Committed to Carmarthen: The Big Learning Company

BIG LEARNING COMPANY – a Cardiff-based company that specialises in the Education; Information Communications Technology (ICT); Digital and Creative Sectors – has this month opened a Carmarthen office on the town’s University of Wales Trinity Saint David’s Campus.

This internationally renowned company has already committed to being a part of Canolfan S4C Yr Egin but as the Centre won’t be opening its doors until early 2018, Big Learning Company (BLC) is keen to establish a base in West Wales with immediate effect.

The company’s CEO, Louise Harris says: “Big Learning Company is delighted to be associated with the University of Wales Trinity Saint David and Canolfan S4C Yr Egin – and is especially excited to be moving to Carmarthen at the beginning of this highly innovative ground-breaking project, working alongside the cream of Welsh education, the creative industries and the digital sectors.

“Canolfan S4C Yr Egin is incredibly important, not just for Carmarthen and rural West Wales – the heartland of the Welsh language – but for the whole of Wales, as a digital gateway to the rest of the world, where the best of Welsh talent and content, from education to industry, can find exciting new market opportunities.

“We’re very excited to be establishing an office on the University’s campus and to be developing our presence in Carmarthen as one of the company’s key hubs for product and service delivery,” adds Louise.

BLC delivers training, content and innovation projects in all areas of learning provision across Wales and across a range of ages, abilities and areas and works with internationally renowned brands.

“We pride ourselves on the impact we achieve whilst making learning exciting and enjoyable, equipping young people and professionals alike with valuable transferable skills, and developing progression routes to education and the workplace, with digital technology, creative sector engagement and ingenuity at the heart of what we do.

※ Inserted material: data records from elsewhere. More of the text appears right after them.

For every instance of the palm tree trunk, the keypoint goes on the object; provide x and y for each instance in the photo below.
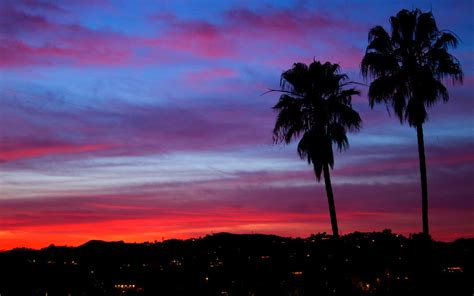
(332, 208)
(424, 181)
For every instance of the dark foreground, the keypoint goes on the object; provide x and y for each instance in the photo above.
(227, 264)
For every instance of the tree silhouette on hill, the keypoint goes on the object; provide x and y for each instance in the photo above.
(408, 67)
(316, 106)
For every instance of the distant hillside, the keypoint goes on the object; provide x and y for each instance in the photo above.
(379, 263)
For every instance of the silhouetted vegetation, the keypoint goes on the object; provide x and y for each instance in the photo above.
(316, 106)
(408, 67)
(379, 263)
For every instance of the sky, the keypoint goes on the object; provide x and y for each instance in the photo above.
(145, 120)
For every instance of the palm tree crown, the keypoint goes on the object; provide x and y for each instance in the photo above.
(315, 106)
(409, 65)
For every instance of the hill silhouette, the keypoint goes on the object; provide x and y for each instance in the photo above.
(378, 263)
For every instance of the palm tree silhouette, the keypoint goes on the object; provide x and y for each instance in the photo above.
(315, 106)
(408, 68)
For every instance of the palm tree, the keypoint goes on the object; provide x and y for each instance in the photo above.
(315, 105)
(408, 68)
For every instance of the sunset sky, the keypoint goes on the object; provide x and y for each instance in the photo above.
(138, 121)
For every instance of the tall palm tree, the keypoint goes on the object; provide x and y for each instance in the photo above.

“At BLC we have made it our mission to offer flexible learning opportunities and sustainable pathways to education and work. We have also developed innovative digital evaluation tools, to allow us accurately to measure the impact and affect that our programmes and products have,” continues Louise Harris.

Bilingualism is also at the heart of BLC’s work and it’s already delivered a range of exciting Welsh-medium projects with National organisations including S4C and Yr Urdd, including coding and digital training workshops for young people. BLC recently worked with the University, S4C and Carmarthenshire County Council to deliver a Welsh-medium ‘World of Work Day,’ introducing Year 12 students from schools within the county to the types of jobs or disciplines that are likely to be represented within Canolfan S4C Yr Egin.

“We are very pleased to have such a dynamic and successful company as Big Learning Company committed to being part of Canolfan S4C Yr Egin. Indeed, such is the company’s commitment to the development – and to Carmarthen – that it’s already established a base on the University’s campus” says Gwilym Dyfri Jones, Associate Pro Vice Chancellor at the University of Wales Trinity Saint David.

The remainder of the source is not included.